Последние слова Джулия явно адресовала Тепосо, так как остальные знали, как нужно передвигаться по джунглям. Она первая углубилась в чащу, и с этого момента языковое общение прекратилось.

Лори кивнула Тепосо, показывая направо от себя, и исчезла. Тепосо даже вздрогнул.

Он отклонился в сторону на десяток метров и ступил в прохладный лес, определяя для себя направление, параллельное остальным. Сделать это оказалось практически невозможно; и зря он вслушивался и вглядывался — ни одна из жриц ничем не выдала своего присутствия. Тепосо стало не по себе, он почувствовал себя одиноким в лесу и даже поверил в духов, которые растворились в воздухе, чтобы принять человеческий облик в самом конце пути.

Вероятно, он слишком отклонился от правильного курса. Потому что слева обозначилась фигура Лори и показала ему рукой, что нужно взять ближе к ней.

Когда полоса хвойных деревьев мягко перешла в бамбуковые заросли с окнами небольших полянок, Тепосо снова увидел Лори. Они почти вышли на огромную равнину и, маскируясь среди стволов древовидного папоротника, увидели южную стену города.
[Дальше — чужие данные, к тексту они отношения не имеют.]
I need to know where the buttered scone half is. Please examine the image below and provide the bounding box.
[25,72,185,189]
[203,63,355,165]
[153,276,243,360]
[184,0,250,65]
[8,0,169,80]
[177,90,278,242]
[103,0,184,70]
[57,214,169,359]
Тепосо занял место рядом с Джулией и приготовился отвечать на вопросы. А пока вместе со всеми молча наблюдал город.

— Что это за строение? — Джулия указала на пирамидальное сооружение.

— Усыпальница вождей, — прошептал Тепосо, и ему внезапно сделалось нехорошо. Он представил вдруг свои похороны, что его прах несут на носилках, чтобы замуровать в камень. Брр! — Он передернул плечами.

— Как у фараонов, что ли? — подала голос Дороти.

— Как у них, — поддакнул Тепосо, занятый траурными мыслями.

— Ты что, видел фараонов?

— Тихо! — Джулия сердито зыркнула на юную подругу и продолжила опрос. — Вон то массивное здание, что это?

— Храм.

— Так, давайте не будем торопиться. Можешь коротко, но подробно рассказать о внутренней планировке усыпальницы?

— Нет, я там ни разу не был.

— Храма?

— Могу. Хотя рассказывать нечего. Он пуст. Раньше там стояли золотые фигуры дочерей Альмы и он сам. Еще там есть жертвенник и несколько каменных скамеек.

— Там один вход?

— Да. И он может закрываться.

Тепосо был в неведении, что храм имеет подземный ход, выходящий за пределы города.

— Хорошо. Это что?

— Дворец вождя, — Тепосо непроизвольно приосанился. — Там тоже один вход. Но есть окна. Их отсюда не видно, но они смотрят на нас и туда, — он махнул рукой на запад. — А это храм воинов. Он в точности похож на храм Альмы, но немного ниже. И там меньше ступенек.

Джулия похвалила его за наблюдательность, и Тепосо перешел к открытому со всех сторон театру, к жилым домам, к помещениям, приспособленным под хранилища.

Солнце быстро катилось на закат, и по прошествии часа Джулия дала команду к возвращению в лагерь.

Как она и предполагала, определиться в местопребывании пленных им не удалось. Вариантов множество — святилище, храм воинов, любой из каменных складов мог быть приспособлен под тюрьму. О том, чтобы пробраться в город, пока не было и речи. Значит, необходим «язык».